The leader of Bosnia’s autonomous Serb Republic said on Friday Russia would loan the region 500 million to 700 million euros ($643 million to 900 million) to help steady its finances after devastating flooding in May.
There was no immediate confirmation from Russia.
Bosnian Serb President Milorad Dodik, who faces a general election on Oct. 12, met Russian President Vladimir Putin on Thursday in Moscow during a five-day visit that his opponents criticised as electioneering with government money.
“I have received confirmation that the Russian government, after passing a revised budget, agreed to approve a loan of between 500 and 700 million euros to Republika Srpska (the Serb Republic),” Dodik told a news conference on his return to the regional capital, Banja Luka.
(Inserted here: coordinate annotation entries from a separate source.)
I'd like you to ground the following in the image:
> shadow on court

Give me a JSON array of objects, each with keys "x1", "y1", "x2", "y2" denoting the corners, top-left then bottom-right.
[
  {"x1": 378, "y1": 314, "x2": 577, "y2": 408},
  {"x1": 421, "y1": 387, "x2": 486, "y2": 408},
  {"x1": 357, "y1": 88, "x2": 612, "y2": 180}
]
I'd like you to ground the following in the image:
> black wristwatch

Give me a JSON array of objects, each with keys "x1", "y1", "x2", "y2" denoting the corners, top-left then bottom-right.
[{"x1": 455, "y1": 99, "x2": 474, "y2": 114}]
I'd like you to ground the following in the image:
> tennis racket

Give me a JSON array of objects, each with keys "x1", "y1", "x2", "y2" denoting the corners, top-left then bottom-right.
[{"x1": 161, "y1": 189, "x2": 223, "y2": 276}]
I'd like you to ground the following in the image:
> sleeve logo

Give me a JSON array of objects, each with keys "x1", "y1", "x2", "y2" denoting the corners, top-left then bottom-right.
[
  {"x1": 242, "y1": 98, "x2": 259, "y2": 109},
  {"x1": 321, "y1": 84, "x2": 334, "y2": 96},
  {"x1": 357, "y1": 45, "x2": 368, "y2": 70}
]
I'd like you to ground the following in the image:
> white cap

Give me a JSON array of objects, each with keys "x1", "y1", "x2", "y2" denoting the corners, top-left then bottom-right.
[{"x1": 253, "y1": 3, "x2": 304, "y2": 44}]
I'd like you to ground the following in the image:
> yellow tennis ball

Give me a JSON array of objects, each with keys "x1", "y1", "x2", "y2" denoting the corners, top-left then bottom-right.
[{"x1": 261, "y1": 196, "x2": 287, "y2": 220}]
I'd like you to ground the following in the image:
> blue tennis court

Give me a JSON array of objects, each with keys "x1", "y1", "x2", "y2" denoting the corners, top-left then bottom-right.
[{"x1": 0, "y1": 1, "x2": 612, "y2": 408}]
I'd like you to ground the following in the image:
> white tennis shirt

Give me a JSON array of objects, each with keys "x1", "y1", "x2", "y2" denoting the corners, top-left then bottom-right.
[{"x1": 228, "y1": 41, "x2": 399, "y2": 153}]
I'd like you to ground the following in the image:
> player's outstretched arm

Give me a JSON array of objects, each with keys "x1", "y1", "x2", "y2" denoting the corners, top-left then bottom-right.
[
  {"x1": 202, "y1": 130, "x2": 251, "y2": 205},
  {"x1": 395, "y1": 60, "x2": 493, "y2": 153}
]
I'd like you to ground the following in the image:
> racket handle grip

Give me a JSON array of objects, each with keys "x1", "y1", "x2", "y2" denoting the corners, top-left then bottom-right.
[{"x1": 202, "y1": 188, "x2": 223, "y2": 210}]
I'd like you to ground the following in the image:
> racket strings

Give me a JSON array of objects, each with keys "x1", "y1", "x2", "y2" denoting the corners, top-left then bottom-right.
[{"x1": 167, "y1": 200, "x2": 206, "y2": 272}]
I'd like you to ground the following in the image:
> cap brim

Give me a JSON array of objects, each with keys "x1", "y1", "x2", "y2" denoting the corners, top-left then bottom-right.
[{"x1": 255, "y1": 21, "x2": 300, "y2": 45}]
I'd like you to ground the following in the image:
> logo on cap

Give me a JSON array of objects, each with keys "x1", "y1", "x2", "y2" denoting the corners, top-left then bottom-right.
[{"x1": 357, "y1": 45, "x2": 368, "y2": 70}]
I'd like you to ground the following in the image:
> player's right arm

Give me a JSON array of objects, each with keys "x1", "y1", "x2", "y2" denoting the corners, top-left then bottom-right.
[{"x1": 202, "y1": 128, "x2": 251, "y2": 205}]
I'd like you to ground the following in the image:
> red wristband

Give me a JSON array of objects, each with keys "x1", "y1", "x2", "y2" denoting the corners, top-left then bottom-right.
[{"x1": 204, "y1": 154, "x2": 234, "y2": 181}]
He said his government had asked for a grace period of two to three years, an interest rate of 2 to 3 percent and a 10-year maturity.
“These are our terms, which the Russian side has neither rejected nor accepted,” he said. The loan would require parliamentary approval in Russia, he said, since the Serb Republic is not a state.
The election is complicating efforts to meet terms set by the International Monetary Fund for disbursement of new funds under its loan agreement with Bosnia. The IMF sent a mission last week, but Bosnian Prime Minister Vjekoslav Bevanda said on Wednesday the governments in Bosnia were unlikely to meet reform deadlines.
Dodik said the Serb Republic needed a reserve plan – the Russian loan – in case the IMF on Friday freezes disbursement.
“We do not want to break the agreement with the IMF, but we cannot accept blackmail,” he said.
Dodik has long tried to nurture ties with Russia, seen by some nationalist Serbs as their big-power protector. The Bosnian Serb leader advocates secession from Bosnia, something the West opposes.